Tuesday, June 16, 2009

Tomorrow, We Recover

Tomorrow is normally the day I would be carted off to the oncology clinic to have my chemo treatment. Only, I've had all twelve treatments and it's over. So tomorrow represents a new thing: it will be the longest I've ever gone in the last six months without being poisoned. I'm curious to see how quickly I recover and I wonder what side effect will go away first. Will it be the angry colon? The fragile easily-broken fingernails? The neuralgia in my hands? The tingling in my feet? The chronic ache and fatigue in my legs? The icky taste in my mouth? The fact that I always have to be within 90 seconds of a bathroom no matter where I go?

Which will grow back first, my nose hair, armpit hair, or pubic hair? And why would those three sets of hair fall completely out, but not my chest and arm hair? If anything my chest hair seemed to gain momentum; every time I yanked the dressing off my port, which is located in the upper right part of my chest, the tape seemed to pull out at least 20,000 hairs that were in turn connected to 20,000 exquisitely sensitive nerve endings.

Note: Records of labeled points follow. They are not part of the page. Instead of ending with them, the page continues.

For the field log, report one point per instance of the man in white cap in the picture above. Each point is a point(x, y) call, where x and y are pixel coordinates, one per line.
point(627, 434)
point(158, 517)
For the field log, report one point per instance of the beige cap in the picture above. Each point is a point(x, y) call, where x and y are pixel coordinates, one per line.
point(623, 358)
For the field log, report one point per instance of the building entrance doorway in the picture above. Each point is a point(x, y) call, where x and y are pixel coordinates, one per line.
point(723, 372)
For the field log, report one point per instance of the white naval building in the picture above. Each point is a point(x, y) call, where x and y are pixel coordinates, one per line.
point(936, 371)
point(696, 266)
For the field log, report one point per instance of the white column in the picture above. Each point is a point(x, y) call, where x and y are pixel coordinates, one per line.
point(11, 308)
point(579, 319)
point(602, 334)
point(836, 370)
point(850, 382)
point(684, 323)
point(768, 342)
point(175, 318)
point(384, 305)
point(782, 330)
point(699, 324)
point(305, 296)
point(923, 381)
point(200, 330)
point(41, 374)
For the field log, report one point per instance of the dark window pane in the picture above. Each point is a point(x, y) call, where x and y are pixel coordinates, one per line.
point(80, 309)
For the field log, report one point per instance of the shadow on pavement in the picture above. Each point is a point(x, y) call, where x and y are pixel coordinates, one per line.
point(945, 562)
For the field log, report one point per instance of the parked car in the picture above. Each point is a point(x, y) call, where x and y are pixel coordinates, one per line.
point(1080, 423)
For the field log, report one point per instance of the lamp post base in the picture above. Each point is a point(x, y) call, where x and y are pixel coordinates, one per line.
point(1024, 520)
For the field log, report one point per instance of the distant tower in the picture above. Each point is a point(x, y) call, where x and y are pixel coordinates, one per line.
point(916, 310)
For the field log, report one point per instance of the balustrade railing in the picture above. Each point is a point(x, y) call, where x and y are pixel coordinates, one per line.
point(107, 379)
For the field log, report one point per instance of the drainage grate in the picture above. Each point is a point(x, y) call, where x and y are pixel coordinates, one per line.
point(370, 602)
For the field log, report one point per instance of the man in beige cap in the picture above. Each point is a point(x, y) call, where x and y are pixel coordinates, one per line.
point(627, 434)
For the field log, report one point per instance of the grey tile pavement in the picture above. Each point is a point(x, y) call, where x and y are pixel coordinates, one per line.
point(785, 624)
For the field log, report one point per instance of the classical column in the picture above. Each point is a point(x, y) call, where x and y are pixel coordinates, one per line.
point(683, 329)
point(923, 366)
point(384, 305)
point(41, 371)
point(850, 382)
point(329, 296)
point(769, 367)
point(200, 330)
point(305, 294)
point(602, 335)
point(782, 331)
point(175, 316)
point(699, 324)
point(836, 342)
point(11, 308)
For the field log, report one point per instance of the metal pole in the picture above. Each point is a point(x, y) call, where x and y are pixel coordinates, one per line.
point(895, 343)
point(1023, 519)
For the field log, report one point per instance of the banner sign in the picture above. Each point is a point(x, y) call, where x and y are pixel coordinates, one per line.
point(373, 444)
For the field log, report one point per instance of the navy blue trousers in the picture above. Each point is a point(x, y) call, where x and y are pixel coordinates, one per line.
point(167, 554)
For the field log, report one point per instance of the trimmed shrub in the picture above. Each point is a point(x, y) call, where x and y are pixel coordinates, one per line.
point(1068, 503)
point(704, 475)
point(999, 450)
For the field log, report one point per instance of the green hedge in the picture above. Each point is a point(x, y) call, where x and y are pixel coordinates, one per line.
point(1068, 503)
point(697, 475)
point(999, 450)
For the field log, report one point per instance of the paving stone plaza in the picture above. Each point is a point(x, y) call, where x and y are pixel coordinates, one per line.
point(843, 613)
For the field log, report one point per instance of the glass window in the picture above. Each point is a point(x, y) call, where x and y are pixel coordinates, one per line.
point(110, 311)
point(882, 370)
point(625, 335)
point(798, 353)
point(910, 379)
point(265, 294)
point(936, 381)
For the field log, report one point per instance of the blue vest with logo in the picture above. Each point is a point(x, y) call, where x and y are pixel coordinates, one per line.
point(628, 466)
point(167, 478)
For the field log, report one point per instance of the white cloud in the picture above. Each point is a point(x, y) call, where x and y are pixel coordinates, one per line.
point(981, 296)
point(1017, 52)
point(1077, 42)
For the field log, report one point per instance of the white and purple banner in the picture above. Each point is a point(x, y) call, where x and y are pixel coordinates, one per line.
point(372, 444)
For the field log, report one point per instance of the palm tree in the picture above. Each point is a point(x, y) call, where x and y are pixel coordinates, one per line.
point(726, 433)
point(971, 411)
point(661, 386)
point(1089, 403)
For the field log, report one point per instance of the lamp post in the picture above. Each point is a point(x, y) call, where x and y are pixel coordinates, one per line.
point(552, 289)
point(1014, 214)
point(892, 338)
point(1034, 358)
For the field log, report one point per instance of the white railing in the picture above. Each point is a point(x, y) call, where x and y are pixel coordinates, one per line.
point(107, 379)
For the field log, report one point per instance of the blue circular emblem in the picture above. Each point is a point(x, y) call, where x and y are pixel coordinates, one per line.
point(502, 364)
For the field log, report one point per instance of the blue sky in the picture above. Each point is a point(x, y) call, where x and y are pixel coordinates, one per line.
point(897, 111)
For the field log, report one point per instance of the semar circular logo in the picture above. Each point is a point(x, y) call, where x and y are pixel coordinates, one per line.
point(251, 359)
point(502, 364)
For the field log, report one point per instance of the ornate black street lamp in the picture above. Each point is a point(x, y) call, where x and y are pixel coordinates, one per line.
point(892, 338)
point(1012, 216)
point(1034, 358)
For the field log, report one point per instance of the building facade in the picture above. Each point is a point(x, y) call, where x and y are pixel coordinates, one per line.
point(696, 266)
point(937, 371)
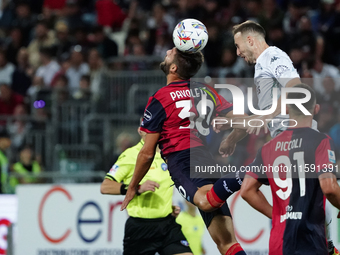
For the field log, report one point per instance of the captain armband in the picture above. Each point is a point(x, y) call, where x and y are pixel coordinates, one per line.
point(123, 189)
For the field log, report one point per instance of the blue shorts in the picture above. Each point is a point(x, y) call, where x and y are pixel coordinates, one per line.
point(180, 163)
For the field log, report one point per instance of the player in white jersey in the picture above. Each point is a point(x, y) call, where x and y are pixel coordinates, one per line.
point(273, 69)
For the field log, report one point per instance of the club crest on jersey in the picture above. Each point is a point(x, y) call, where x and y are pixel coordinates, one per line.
point(184, 242)
point(113, 169)
point(280, 69)
point(164, 166)
point(147, 115)
point(273, 59)
point(331, 156)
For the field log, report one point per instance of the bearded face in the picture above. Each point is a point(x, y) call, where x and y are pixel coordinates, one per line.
point(165, 67)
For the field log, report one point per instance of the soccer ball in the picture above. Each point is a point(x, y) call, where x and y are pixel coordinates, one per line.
point(190, 35)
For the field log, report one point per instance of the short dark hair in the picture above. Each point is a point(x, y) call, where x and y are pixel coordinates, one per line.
point(47, 51)
point(188, 63)
point(249, 26)
point(308, 105)
point(86, 77)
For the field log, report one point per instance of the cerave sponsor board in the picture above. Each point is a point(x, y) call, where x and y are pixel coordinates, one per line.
point(78, 219)
point(8, 215)
point(68, 218)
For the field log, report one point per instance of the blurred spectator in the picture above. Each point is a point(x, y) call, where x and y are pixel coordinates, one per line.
point(292, 18)
point(24, 20)
point(123, 141)
point(8, 100)
point(109, 14)
point(277, 37)
point(49, 67)
point(305, 38)
point(55, 6)
point(63, 44)
point(330, 95)
point(271, 15)
point(96, 68)
point(213, 49)
point(64, 66)
point(131, 40)
point(61, 91)
point(334, 133)
point(5, 143)
point(328, 24)
point(6, 69)
point(42, 38)
point(20, 127)
point(26, 165)
point(325, 118)
point(40, 119)
point(253, 9)
point(193, 227)
point(77, 68)
point(48, 17)
point(21, 80)
point(105, 46)
point(163, 43)
point(84, 92)
point(297, 57)
point(160, 21)
point(72, 15)
point(14, 43)
point(231, 64)
point(80, 38)
point(320, 71)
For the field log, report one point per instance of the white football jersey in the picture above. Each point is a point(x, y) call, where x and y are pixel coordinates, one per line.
point(273, 69)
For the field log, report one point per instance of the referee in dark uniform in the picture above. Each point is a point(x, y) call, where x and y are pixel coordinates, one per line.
point(151, 226)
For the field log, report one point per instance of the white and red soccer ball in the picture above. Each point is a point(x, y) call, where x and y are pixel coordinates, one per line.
point(190, 35)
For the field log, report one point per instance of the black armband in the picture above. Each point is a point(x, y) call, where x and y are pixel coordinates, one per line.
point(137, 193)
point(123, 189)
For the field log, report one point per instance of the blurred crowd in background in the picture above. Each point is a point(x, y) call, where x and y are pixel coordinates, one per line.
point(61, 48)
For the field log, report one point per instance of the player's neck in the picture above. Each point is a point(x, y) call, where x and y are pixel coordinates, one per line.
point(192, 211)
point(172, 78)
point(301, 122)
point(260, 47)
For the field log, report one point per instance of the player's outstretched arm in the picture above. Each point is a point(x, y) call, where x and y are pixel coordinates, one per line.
point(228, 145)
point(330, 188)
point(250, 192)
point(110, 187)
point(144, 161)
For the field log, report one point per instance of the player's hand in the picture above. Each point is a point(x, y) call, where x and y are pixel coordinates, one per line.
point(131, 192)
point(258, 122)
point(148, 186)
point(227, 148)
point(220, 123)
point(175, 210)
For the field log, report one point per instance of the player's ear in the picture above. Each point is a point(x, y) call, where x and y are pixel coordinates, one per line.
point(316, 109)
point(250, 40)
point(173, 68)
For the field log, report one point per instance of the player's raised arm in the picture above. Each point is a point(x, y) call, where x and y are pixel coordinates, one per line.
point(330, 188)
point(144, 161)
point(228, 145)
point(250, 192)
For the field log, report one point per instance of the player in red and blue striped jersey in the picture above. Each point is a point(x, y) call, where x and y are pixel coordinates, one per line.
point(299, 166)
point(173, 119)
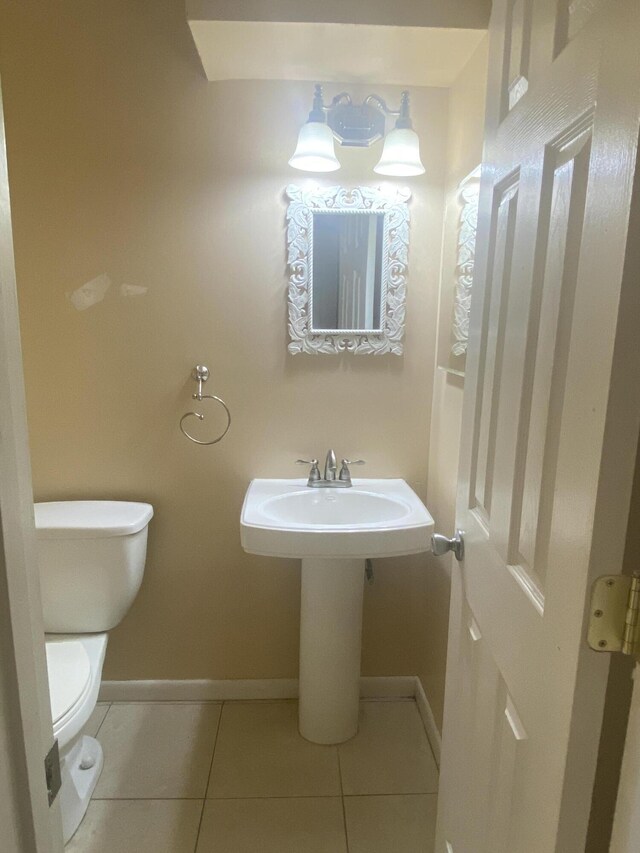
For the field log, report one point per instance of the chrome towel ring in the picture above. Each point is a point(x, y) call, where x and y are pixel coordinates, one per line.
point(201, 373)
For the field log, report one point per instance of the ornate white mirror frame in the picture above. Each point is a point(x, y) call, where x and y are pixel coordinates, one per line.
point(303, 204)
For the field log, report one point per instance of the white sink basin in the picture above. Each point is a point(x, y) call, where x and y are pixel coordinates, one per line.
point(373, 518)
point(332, 531)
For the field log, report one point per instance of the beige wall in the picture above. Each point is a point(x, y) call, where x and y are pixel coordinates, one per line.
point(464, 153)
point(124, 161)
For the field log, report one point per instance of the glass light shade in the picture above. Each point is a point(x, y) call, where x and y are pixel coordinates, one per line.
point(401, 154)
point(315, 151)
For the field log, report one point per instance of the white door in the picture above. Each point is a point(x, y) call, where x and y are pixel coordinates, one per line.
point(26, 734)
point(550, 425)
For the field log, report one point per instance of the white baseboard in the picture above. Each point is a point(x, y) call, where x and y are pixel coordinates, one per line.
point(428, 720)
point(207, 690)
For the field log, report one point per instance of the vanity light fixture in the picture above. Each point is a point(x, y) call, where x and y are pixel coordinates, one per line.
point(357, 125)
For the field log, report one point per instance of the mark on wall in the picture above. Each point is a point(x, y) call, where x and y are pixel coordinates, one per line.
point(90, 293)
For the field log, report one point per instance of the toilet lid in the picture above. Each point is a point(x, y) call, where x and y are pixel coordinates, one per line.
point(69, 671)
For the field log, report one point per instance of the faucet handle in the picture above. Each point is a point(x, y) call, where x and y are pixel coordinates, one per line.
point(314, 473)
point(345, 474)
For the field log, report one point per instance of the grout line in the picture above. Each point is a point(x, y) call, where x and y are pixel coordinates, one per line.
point(213, 755)
point(102, 722)
point(277, 797)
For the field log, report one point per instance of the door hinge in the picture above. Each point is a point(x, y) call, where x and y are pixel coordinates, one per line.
point(52, 772)
point(614, 620)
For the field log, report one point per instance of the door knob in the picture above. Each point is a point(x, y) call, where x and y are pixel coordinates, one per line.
point(440, 545)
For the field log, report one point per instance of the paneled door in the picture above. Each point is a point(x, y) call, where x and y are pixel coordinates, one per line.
point(550, 425)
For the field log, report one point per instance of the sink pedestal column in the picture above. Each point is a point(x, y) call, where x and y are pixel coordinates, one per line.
point(330, 647)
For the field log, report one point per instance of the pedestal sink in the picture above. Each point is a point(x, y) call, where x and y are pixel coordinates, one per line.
point(332, 531)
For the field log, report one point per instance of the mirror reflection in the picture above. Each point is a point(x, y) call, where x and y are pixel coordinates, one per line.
point(346, 290)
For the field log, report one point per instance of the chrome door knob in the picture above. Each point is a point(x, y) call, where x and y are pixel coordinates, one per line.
point(441, 545)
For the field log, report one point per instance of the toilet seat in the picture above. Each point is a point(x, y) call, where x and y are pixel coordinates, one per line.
point(69, 671)
point(74, 666)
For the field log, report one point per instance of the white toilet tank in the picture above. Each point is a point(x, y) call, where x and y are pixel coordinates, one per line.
point(91, 557)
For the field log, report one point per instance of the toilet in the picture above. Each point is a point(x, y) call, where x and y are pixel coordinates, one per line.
point(91, 560)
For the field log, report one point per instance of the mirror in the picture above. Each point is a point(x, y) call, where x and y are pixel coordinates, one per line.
point(347, 254)
point(347, 271)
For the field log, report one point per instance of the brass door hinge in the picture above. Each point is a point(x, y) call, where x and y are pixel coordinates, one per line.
point(614, 621)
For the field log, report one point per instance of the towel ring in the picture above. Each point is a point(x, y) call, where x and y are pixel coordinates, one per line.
point(201, 373)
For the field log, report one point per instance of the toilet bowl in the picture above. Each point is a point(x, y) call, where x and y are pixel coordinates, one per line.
point(91, 558)
point(74, 666)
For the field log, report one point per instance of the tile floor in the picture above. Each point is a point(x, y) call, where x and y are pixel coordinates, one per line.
point(236, 777)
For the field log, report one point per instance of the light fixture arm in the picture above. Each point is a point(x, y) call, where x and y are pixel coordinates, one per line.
point(404, 117)
point(358, 125)
point(381, 104)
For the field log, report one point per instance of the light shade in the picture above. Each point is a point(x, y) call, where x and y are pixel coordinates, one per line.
point(315, 151)
point(401, 154)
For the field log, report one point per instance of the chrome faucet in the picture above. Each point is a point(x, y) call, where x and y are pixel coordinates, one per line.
point(329, 481)
point(330, 467)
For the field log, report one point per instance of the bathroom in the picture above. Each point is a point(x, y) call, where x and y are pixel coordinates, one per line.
point(148, 209)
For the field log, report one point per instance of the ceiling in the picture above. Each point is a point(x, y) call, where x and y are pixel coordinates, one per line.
point(333, 52)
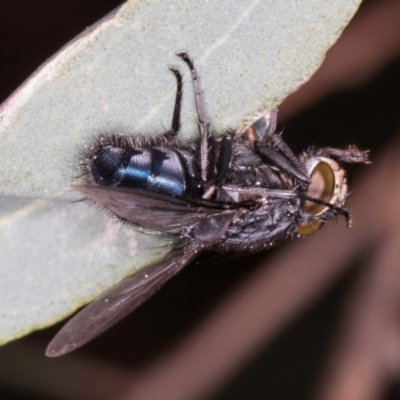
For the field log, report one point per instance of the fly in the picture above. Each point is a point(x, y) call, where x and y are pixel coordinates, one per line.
point(235, 194)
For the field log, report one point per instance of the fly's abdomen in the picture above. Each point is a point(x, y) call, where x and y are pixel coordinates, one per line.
point(162, 170)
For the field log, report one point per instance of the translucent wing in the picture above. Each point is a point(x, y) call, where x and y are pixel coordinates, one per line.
point(149, 209)
point(115, 303)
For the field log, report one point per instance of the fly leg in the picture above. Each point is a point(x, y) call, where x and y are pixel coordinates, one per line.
point(176, 117)
point(204, 134)
point(350, 155)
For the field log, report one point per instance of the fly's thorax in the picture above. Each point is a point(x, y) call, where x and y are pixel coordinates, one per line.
point(329, 184)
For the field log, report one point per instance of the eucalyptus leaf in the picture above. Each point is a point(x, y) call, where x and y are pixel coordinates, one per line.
point(57, 255)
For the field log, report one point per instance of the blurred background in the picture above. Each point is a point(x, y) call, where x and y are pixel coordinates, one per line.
point(335, 337)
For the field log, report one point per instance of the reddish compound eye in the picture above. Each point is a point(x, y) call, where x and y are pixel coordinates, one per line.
point(326, 184)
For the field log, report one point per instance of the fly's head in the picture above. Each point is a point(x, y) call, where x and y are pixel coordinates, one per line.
point(325, 196)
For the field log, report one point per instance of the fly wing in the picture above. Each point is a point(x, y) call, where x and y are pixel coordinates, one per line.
point(149, 209)
point(116, 303)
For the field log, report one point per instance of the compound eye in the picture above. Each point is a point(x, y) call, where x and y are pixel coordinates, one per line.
point(307, 229)
point(322, 187)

It's hard to tell that it's been two weeks since my last chemo. After a while they become cumulative in effect and I still feel pretty bad from the last one, even now. Perhaps the best way (the most graphic way, certainly) to express this is to point out that I've had to make eleven emergency trips to the bathroom so far today, and the day is far from over. And that's been going on for six months. No wonder my colon hurts.

I have literally no idea of what to expect - but I do know that I'm just as happy to not have to get a fresh dose of chemo tomorrow.

3 comments:

Stockyard Queen said...

Come on, William, it took them six months to poison you up to this point! Wouldn't it just wreck their sad little souls if you got un-poisoned in two weeks? I'm sure you're going to be feeling better every day from here on.

William said...

I think I already feel better, so Madame Hooch at the chemo clinic may be bumming. Actually, I doubt that I really feel better physically, but not having to go to chemo today produced such an unbearable lightness of being my legs could probably be soaked in lighter fluid and set afire and I'd still think they felt better!

Stockyard Queen said...

After what you've been through, lighter fluid might be an improvement.